A Backup is not an Archive …

By: Bill Tolson

I first wrote about the differences between backups and archives almost 20 years ago. At the time, organizations were struggling to get to grips with the requirements to retain electronic records and the new-fangled world of e-discovery. So why are we still talking about this? And, more importantly, what’s changed? One word – cloud! And the right to be forgotten – more about that later.

With the continuing flood of data piling up across organizations around the world, many are turning to the cloud as part of a long-term storage strategy to keep pace with the vast amounts of data they must store, manage, and share.

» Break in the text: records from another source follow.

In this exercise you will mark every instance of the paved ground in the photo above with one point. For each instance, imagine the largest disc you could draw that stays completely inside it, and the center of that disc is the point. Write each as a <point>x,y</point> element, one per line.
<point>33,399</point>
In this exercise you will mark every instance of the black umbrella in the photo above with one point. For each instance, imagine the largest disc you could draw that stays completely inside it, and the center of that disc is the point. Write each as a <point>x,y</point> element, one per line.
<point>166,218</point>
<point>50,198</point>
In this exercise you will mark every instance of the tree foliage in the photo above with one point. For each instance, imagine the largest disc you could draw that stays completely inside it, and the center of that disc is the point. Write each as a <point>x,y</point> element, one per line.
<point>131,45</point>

Most of the organizations that I work with are archiving inactive or little accessed data to cloud archives for regulatory and legal compliance reasons, while keeping active data on-premises for daily use. No surprises there. However, they’re are also utilizing cloud storage for the storage of system backups - instead of storing and managing months or years’ worth of backup tapes in third-party warehouses.

The right to be forgotten

Backup strategies have become a much more complicated thanks to the proliferation of new privacy regulations: both the GDPR and CCPA privacy regulations include a “right to be forgotten” (right to erasure) provision.

The right to be forgotten is a theory that was first put into practice in the European Union (EU) in May 2018 with the General Data Privacy Regulation (GDPR). The following year, the State of California included the right to be forgotten in their California Consumer Privacy Act (CCPA) regulation, which became active on January 1, 2020.

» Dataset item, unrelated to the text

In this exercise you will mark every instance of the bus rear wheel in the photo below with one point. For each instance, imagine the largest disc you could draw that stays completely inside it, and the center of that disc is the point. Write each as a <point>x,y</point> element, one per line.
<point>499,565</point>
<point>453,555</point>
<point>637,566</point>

The right to be forgotten specifies that companies collecting, selling, and holding personal information (PI) on EU or California citizens must find, report on, and delete (when asked) all PI that can be used to identify the data-subject - if deleting the PI is not prohibited by regulatory or legal responsibilities.

These laws target PI in email systems, in marketing and sales CRM systems, on SharePoint servers, on employee desktops/laptops, corporate social media accounts, cloud repositories…anywhere.

Companies face two main issues dealing with the right to be forgotten:

  1. First, while data-subjects have the right to demand their personal information (PI) be completely deleted, can the company actually find all target personal information for a given data-subject in the allotted time?
  2. Second, if the data subject's PI is also stored on backup tapes, is there a legal expectation to search all backup tapes that could contain the PI, find it and erase it – again in the allotted time?

The GDPR authority has not directly addressed this question and a legal precedent has not yet been established in the EU courts. Interestingly, in one of the last amendments to the CCPA, the State’s Attorney General’s office included the following addition to the regulation to address the backup question:

"[i]f a business stores any personal information on archived or backup systems, it may delay compliance with the consumer’s request to delete, with respect to data stored on the archive or backup system, until the archived or backup system is next accessed or used."

The phrase “… until the archive or backup system is next accessed or used" does nothing to clarify the issue and has not provided any further guidance with regard to determining when an archive or back-up system is accessed or used.

This raises the possibility that any data newly stored in an archiving or backup system could create a duty to erase PI immediately upon the next use. This is problematic when you consider that archiving systems are accessed many times a day while backups are accessed at least nightly. So, this CCPA amendment did nothing to offer guidance to companies on this question.

One prevailing opinion is the following: archiving systems are designed to allow file-level search and actions quickly so the deletion of PI in an archive should be almost immediate, while the CCPA amendment addressing PI deletion on backup tapes could be read in two different ways.

Does the amendment assume PI deletion the next time the backup system is used – which will be daily for most companies? Or does it mean that the next time a specific backup tape is used for a restoration? 

Gartner Research looks at the question of deleting PI from archives and backups by dividing it up into proactive remediation and retroactive remediation stages. Active and archive record with PI should be deleted immediately while backups should be handled in a retroactive manner i.e., as backup tapes with specific PI are used for data restoration, only then is the requested PI removed from the tape.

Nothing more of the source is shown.